Mas, retomando o assunto da semana e o questionamento que dá título a este texto, podemos nos basear na pergunta mais clássica e que mais gera discussões na história: O que é arte?
Podemos nos prender ao paradigma de que a arte é uma construção da cultura humana? Mas aí eu poderia questionar: a tecnologia também não faz parte dessa construção?
Esse debate apenas gera mais dúvidas do que respostas. E, por mais que estejamos ansiosos por respostas, seja pelo medo e pela angústia ou seja pela curiosidade e animação que esses avanços tecnológicos nos causam, tentar encontrar essas respostas tem sido contraproducente e nos afasta do debate principal:
Quem controla a arte e a tecnologia?
Nessa pergunta, a ciência/tecnologia e a arte/cultura se encontram no mesmo patamar de resposta.
Existe produção artística e cultural ética dentro do capitalismo?
Existe produção científica e tecnológica ética dentro do capitalismo?
Existe consumo ético de qualquer coisa dentro do capitalismo?
No debate sobre o uso do ChatGPT para a criação de imagens parecidas com as do Studio Ghibli, temos, de um lado, a OpenAI, com um valor de mercado de 167 bilhões de dólares, e, do outro, um dos estúdios de animação mais premiados e valorizados da atualidade.
O Studio Ghibli foi vendido em 2023 e não pertence a Hayao Miyazaki, mas sim à Nippon Television Holdings, que o comprou por valores não anunciados publicamente. Atualmente, o valor de mercado da Nippon HT é de 688 bilhões de dólares, quase cinco vezes maior do que o valor da OpenAI.
Isso apenas exemplifica mais uma das muitas contradições do capitalismo quando levamos em consideração tudo o que consideramos humano ou não.
Ao meu ver, todo esse debate apenas mascara algo muito mais óbvio.
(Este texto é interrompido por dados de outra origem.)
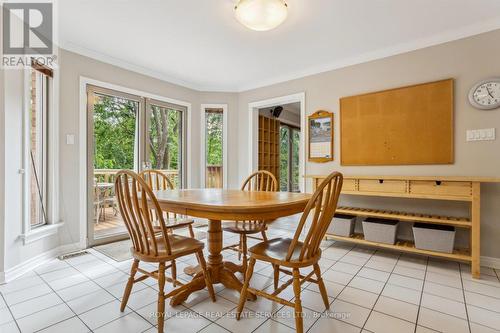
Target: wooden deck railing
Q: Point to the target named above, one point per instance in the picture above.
(108, 175)
(213, 176)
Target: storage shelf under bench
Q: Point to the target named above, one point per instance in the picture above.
(455, 188)
(406, 246)
(462, 222)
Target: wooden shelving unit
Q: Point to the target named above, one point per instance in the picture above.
(460, 222)
(269, 145)
(408, 247)
(462, 189)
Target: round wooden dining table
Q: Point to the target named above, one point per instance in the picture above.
(219, 205)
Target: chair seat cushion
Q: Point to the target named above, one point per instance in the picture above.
(276, 250)
(243, 227)
(174, 223)
(179, 246)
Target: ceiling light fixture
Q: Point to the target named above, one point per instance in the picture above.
(261, 15)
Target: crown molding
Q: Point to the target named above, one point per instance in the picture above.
(437, 39)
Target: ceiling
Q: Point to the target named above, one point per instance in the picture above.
(199, 44)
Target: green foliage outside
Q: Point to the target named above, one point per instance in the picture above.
(289, 137)
(164, 136)
(214, 137)
(114, 132)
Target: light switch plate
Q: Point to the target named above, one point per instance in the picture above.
(485, 134)
(70, 139)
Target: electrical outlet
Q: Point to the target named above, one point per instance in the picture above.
(70, 139)
(485, 134)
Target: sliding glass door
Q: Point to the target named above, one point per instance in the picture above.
(127, 132)
(165, 147)
(289, 158)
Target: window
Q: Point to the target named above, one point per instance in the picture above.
(213, 145)
(37, 168)
(214, 148)
(165, 139)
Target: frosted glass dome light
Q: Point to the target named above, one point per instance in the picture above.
(261, 15)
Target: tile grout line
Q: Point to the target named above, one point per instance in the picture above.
(465, 300)
(380, 294)
(64, 302)
(113, 296)
(10, 311)
(421, 296)
(345, 286)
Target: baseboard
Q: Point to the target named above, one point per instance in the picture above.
(30, 264)
(491, 262)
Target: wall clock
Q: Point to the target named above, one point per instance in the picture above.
(485, 95)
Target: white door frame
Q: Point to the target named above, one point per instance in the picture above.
(203, 142)
(82, 138)
(253, 118)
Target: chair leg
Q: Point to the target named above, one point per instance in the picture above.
(206, 274)
(130, 283)
(244, 289)
(240, 246)
(264, 236)
(299, 326)
(321, 285)
(243, 248)
(276, 275)
(161, 297)
(174, 273)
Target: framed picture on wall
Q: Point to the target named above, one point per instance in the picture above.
(320, 129)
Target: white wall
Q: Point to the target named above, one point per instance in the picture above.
(2, 172)
(15, 250)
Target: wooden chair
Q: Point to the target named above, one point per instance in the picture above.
(157, 180)
(136, 201)
(295, 254)
(258, 181)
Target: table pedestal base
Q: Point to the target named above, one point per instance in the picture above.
(220, 272)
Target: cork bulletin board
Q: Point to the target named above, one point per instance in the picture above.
(402, 126)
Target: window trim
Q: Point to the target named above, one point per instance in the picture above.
(82, 144)
(203, 158)
(31, 233)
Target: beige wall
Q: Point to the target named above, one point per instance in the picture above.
(467, 61)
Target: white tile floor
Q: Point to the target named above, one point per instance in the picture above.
(370, 291)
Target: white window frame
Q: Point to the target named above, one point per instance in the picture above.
(203, 158)
(29, 233)
(82, 137)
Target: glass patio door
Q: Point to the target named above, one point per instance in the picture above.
(115, 142)
(289, 158)
(165, 140)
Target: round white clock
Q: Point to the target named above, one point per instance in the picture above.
(485, 95)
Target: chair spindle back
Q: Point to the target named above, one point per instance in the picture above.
(261, 180)
(136, 201)
(323, 203)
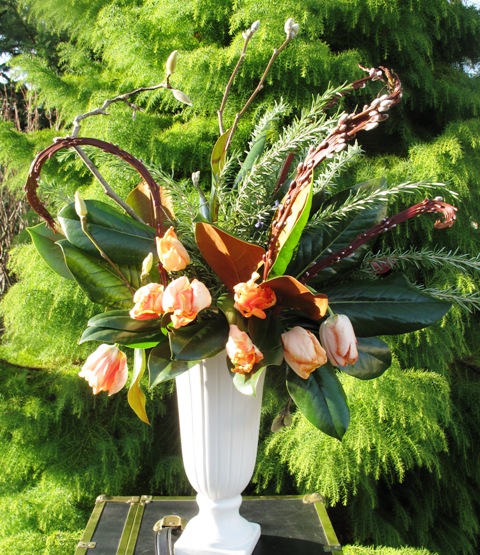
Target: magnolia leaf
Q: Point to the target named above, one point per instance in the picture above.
(161, 367)
(97, 279)
(198, 341)
(314, 246)
(122, 238)
(121, 320)
(45, 241)
(133, 339)
(291, 293)
(248, 383)
(374, 357)
(226, 304)
(136, 397)
(387, 306)
(232, 259)
(291, 233)
(321, 399)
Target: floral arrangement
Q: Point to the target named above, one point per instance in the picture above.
(265, 267)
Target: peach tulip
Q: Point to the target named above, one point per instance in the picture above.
(251, 299)
(185, 300)
(241, 351)
(106, 369)
(302, 351)
(171, 253)
(148, 302)
(338, 339)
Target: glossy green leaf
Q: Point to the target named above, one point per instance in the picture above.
(161, 367)
(133, 339)
(321, 399)
(198, 341)
(122, 238)
(45, 241)
(217, 160)
(247, 383)
(387, 306)
(100, 283)
(136, 397)
(313, 247)
(374, 357)
(121, 320)
(292, 232)
(226, 304)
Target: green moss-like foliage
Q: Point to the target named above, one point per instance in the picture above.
(363, 550)
(407, 469)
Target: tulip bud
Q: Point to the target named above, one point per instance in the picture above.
(181, 96)
(241, 351)
(147, 264)
(171, 63)
(106, 369)
(80, 206)
(338, 340)
(302, 351)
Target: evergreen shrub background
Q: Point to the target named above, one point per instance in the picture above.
(406, 478)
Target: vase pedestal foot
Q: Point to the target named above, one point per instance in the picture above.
(218, 529)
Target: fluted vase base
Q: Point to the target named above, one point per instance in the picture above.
(228, 532)
(219, 430)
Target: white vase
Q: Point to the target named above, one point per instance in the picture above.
(219, 431)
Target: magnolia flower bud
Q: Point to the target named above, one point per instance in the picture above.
(195, 178)
(291, 28)
(147, 264)
(80, 206)
(181, 96)
(171, 63)
(255, 25)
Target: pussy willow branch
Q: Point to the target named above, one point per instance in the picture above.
(31, 185)
(424, 207)
(347, 128)
(259, 87)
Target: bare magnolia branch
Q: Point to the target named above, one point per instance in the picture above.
(31, 185)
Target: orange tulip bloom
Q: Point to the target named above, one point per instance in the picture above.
(251, 299)
(241, 351)
(148, 302)
(185, 300)
(338, 338)
(171, 253)
(106, 369)
(302, 351)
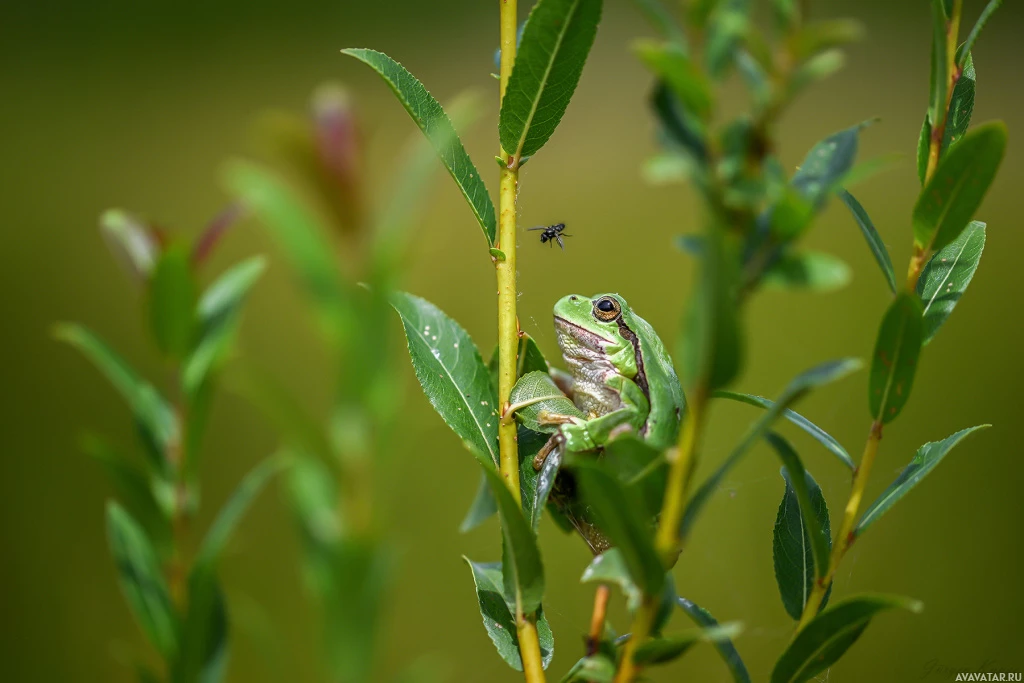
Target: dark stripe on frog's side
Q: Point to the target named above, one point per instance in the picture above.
(641, 378)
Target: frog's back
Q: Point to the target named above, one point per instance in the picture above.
(668, 402)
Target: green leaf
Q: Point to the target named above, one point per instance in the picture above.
(712, 346)
(452, 374)
(664, 650)
(702, 617)
(964, 53)
(171, 302)
(640, 467)
(957, 186)
(801, 541)
(364, 570)
(300, 235)
(609, 567)
(131, 242)
(944, 280)
(204, 635)
(552, 52)
(826, 163)
(808, 269)
(678, 131)
(830, 634)
(961, 105)
(312, 496)
(798, 387)
(939, 77)
(156, 418)
(662, 19)
(895, 359)
(871, 237)
(482, 507)
(229, 516)
(133, 487)
(727, 28)
(815, 37)
(670, 63)
(523, 571)
(430, 117)
(924, 145)
(598, 668)
(141, 580)
(813, 430)
(813, 522)
(499, 615)
(218, 313)
(927, 458)
(621, 516)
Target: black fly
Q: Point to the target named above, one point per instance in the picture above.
(552, 233)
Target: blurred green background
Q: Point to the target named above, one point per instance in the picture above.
(137, 104)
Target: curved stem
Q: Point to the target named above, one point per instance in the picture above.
(845, 538)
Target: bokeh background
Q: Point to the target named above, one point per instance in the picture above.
(138, 104)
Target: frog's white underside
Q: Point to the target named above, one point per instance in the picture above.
(587, 359)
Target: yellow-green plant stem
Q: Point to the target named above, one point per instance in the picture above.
(642, 623)
(952, 73)
(508, 332)
(508, 335)
(667, 539)
(845, 537)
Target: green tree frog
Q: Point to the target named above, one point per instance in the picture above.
(621, 379)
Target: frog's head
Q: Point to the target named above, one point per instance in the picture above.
(589, 328)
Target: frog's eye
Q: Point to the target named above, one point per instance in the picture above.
(606, 309)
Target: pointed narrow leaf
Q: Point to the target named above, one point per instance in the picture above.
(554, 47)
(944, 280)
(702, 617)
(669, 62)
(609, 567)
(452, 374)
(482, 507)
(430, 117)
(927, 458)
(798, 387)
(972, 38)
(620, 515)
(131, 241)
(961, 105)
(924, 146)
(895, 360)
(802, 536)
(229, 516)
(813, 511)
(499, 615)
(141, 580)
(218, 315)
(133, 487)
(154, 415)
(956, 188)
(830, 634)
(826, 164)
(171, 302)
(664, 22)
(871, 237)
(664, 650)
(299, 233)
(808, 269)
(818, 434)
(598, 668)
(520, 546)
(939, 82)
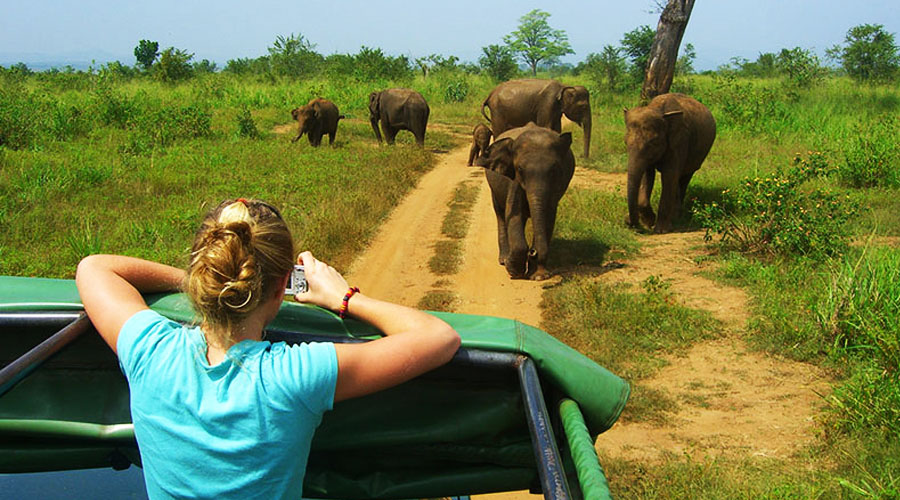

Entendendo ou não, as inteligências artificiais têm todo um potencial de elevar a vida humana. Esse potencial é massacrado pelo seu uso dentro do capitalismo.
Assim como também o é o potencial da arte.
Logicamente existe, nesse momento da história, uma contradição entre a arte e a tecnologia. Mas é preciso se atentar, pois essa não é a contradição principal.